I thank my hon. Friend for his comments. He is absolutely right that we have significant obligations to British national (overseas) passport holders. He will be aware that the right of abode in the UK was defined by the Immigration Act 1971, so there are immigration controls to which BN(O) passport holders are subject. The rights they have are not the full rights of British citizens. None the less, they are British nationals from Hong Kong. It is something that we do take very seriously. I hope that he will forgive me if say that I will write to him in due course to try to answer his specific issues, with particular regard to any changes to the rights of such individuals since 1997.
The Second Reading of the Bill to implement these changes will take place on Wednesday. Legislators in Hong Kong have told me today that they anticipate that, thereafter, the remaining stages of the Bill could be completed as early as the middle of the week after next. If that happens, clearly the Minister’s aspiration for more consultation will be dead in the water. What will he do then?
I thank the right hon. Gentleman for what he says. It would clearly be of grave concern. There is an almost universal view, and not just from those who were on the streets of Hong Kong yesterday. Increasingly, business organisations based in Hong Kong and, indeed, around the world are asking for greater consultation. I would rather not speculate as to where we might be if the path he describes is taken over the next 10 days, and I sincerely hope that will not come to pass.
Mr Speaker, you may be aware that the right hon. Gentleman has the Adjournment debate, in which we will be covering a little of this ground. I hope he will forgive me—I will want to talk more generally later about the relations between the UK, Hong Kong and China.
I am most grateful for that public information announcement.

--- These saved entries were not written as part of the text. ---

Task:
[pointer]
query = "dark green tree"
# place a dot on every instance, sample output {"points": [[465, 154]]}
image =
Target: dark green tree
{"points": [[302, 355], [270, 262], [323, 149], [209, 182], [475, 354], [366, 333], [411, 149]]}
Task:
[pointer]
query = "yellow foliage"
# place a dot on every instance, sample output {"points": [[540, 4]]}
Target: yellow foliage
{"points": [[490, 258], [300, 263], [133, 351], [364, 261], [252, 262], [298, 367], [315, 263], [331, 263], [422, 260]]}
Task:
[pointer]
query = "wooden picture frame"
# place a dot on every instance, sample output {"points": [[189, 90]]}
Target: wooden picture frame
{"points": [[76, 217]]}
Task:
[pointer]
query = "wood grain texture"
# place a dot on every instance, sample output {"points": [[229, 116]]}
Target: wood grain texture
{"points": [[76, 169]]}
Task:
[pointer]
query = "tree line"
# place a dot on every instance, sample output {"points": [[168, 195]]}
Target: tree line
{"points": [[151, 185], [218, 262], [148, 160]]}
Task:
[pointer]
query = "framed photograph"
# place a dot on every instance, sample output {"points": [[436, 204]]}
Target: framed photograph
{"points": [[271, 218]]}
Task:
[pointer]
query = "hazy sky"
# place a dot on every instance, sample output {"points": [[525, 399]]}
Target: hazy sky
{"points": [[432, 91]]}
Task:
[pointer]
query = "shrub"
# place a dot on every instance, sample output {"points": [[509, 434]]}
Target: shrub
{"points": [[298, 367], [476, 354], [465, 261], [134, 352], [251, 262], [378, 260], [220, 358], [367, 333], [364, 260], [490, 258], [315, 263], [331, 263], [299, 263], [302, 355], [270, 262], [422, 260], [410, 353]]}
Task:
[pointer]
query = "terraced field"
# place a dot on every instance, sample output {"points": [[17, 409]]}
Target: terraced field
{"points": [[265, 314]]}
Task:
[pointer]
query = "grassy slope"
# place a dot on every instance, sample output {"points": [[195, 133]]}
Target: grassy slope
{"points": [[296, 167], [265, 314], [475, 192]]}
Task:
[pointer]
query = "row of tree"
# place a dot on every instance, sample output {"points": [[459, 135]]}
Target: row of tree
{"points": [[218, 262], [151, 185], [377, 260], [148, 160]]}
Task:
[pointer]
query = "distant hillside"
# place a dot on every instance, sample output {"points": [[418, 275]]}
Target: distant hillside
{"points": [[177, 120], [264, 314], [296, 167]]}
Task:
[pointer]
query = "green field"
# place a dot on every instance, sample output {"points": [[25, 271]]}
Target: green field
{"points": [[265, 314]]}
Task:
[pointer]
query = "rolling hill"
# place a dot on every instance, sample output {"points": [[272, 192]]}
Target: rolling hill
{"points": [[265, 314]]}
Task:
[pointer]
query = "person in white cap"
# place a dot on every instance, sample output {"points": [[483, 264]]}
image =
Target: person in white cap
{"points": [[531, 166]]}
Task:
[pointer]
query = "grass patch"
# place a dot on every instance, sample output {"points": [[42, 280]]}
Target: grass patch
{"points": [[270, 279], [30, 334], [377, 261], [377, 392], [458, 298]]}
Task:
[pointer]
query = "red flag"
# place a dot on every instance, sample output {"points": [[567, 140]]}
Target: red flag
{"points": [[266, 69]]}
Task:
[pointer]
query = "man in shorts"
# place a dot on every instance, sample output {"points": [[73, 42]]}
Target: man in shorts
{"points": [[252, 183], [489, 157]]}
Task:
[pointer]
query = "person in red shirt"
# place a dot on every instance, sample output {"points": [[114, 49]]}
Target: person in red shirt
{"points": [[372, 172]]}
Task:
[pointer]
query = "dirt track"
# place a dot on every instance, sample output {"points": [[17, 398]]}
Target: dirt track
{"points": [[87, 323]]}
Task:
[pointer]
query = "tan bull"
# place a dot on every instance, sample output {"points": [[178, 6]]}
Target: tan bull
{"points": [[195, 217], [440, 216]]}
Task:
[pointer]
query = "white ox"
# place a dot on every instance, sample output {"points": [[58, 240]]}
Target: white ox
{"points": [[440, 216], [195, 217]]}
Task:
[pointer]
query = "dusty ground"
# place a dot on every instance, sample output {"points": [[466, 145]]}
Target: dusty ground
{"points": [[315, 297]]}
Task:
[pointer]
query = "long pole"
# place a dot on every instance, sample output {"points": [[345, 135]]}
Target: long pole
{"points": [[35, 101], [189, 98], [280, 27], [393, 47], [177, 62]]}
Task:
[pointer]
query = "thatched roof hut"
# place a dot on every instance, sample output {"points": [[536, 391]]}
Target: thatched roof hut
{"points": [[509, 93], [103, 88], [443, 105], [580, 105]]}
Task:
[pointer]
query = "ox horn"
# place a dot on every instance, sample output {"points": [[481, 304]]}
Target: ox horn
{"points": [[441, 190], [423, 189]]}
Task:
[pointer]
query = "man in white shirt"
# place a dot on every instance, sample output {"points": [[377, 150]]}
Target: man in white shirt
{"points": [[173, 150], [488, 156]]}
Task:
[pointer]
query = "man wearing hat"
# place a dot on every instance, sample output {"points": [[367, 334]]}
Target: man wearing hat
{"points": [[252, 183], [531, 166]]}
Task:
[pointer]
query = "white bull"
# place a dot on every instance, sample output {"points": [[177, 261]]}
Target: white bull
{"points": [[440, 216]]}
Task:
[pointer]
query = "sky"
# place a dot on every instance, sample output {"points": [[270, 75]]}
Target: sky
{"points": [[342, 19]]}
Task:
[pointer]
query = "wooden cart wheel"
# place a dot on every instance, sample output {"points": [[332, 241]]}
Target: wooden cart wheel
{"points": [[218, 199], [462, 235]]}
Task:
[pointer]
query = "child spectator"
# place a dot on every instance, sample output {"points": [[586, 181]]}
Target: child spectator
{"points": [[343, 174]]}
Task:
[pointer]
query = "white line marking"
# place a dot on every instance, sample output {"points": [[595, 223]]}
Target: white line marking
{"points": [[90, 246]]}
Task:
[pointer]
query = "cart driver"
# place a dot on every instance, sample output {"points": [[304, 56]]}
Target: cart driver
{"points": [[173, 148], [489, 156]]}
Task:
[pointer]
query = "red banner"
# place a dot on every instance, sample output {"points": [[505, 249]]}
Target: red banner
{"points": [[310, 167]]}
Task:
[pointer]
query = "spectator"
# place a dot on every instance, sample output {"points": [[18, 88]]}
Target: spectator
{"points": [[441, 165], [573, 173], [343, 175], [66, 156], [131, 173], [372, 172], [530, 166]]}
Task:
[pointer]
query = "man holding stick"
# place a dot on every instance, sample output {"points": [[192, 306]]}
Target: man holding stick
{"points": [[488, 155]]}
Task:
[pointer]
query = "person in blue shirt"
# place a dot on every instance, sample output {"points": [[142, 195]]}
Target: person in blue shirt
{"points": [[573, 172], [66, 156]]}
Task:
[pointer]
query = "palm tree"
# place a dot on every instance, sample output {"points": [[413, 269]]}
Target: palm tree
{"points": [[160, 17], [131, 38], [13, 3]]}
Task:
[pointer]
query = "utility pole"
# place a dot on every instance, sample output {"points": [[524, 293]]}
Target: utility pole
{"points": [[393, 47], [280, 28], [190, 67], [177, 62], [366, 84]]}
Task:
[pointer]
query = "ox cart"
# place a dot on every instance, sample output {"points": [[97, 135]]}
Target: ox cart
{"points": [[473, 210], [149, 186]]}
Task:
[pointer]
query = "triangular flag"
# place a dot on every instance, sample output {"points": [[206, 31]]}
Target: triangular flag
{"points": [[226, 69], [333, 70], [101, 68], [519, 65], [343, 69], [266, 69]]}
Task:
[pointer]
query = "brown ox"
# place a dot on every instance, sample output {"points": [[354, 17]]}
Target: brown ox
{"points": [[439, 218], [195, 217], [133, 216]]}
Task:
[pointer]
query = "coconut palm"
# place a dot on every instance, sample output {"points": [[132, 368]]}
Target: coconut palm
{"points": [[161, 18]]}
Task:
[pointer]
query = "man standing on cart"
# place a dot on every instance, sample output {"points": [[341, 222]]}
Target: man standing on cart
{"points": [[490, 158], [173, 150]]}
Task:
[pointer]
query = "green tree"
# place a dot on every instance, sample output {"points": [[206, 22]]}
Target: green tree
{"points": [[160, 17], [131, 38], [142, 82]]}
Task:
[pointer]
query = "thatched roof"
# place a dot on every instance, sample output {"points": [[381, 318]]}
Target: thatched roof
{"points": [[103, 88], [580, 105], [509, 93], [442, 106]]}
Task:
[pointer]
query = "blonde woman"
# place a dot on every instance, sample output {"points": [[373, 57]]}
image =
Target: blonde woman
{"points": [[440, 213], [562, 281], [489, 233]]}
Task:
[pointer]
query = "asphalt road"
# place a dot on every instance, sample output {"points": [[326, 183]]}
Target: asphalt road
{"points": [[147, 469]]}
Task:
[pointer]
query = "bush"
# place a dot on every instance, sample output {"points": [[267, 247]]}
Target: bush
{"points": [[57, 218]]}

It is potentially of interest to people observing our proceedings that this debate will indeed be resumed in the form of tonight’s Adjournment debate, under the auspices of Mr Carmichael, specifically on UK foreign policy in relation to China and Hong Kong.
Moreover, I will have the great honour and privilege tomorrow night of hosting a dinner in support of Hong Kong Watch, which, to put it bluntly, is a splendid organisation that has been set up to keep an eye on what the Chinese Government are up to in relation to Hong Kong. That organisation is magnificently led on a day-to-day basis by the estimable Ben Rogers, who as I speak might well be in our midst.